En cette fin d'année marquée par l'accélération de la crise financière, Genève accueille la 7e édition du séminaire Wealth Management Forum de Shorex les 2 et 3 décembre. Le salon financier a enregistré, paradoxalement, un record de 2400 visiteurs inscrits.

«Cette forte participation est un effet probable de la crise», estime Philippe Gelin, fondateur de la firme londonienne Shorex. «Les professionnels sont curieux de la situation de leurs pairs, ils veulent partager leurs angoisses, entendre les autres», selon l'organisateur.

«Big» n'est plus «beautiful»

Au menu: la crise bien sûr, mais aussi les places financières internationales, les ETF, les produits structurés, et les hedge funds. Ces derniers viennent en force défendre leur industrie.

Dans cette grand-messe de la finance, il s'agit avant tout de «démystifier la crise financière», titre de la présentation d'ouverture. «Le concept de big is beautiful est très discutable», affirme Vincent Derudder, secrétaire général de la Fédération européenne des conseillers et intermédiaires financiers. «Les clients des petites banques se disent plus satisfaits que ceux d'établissements comme Fortis, Dexia ou Citigroup», selon le financier, qui cite un sondage.

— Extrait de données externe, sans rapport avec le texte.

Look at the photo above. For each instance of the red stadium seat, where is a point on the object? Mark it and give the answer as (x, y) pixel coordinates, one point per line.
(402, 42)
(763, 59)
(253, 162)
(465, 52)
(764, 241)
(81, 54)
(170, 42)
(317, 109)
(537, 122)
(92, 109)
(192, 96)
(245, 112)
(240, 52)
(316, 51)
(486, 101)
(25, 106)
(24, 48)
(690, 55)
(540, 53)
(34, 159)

Si Vincent Derudder enterre ce modèle d'affaires, il ne proclame pas pour autant la fin du capitalisme. «Par quoi le remplacer? L'accès au capital, la liberté, l'initiative sont les seuls moyens pour que l'économie mondiale puisse se développer.» Le représentant des intermédiaires d'Europe met en garde contre la réglementation «incompétente», «inutile», «à côté de la cible». Il ajoute néanmoins que l'autorégulation seule «ne suffit pas», prônant «un équilibre entre les règles et la liberté». Il préconise que ceux qui contrôlent la réglementation soient familiers de la pratique bancaire. Des compétences «qu'il faudrait mieux les payer», convient-il.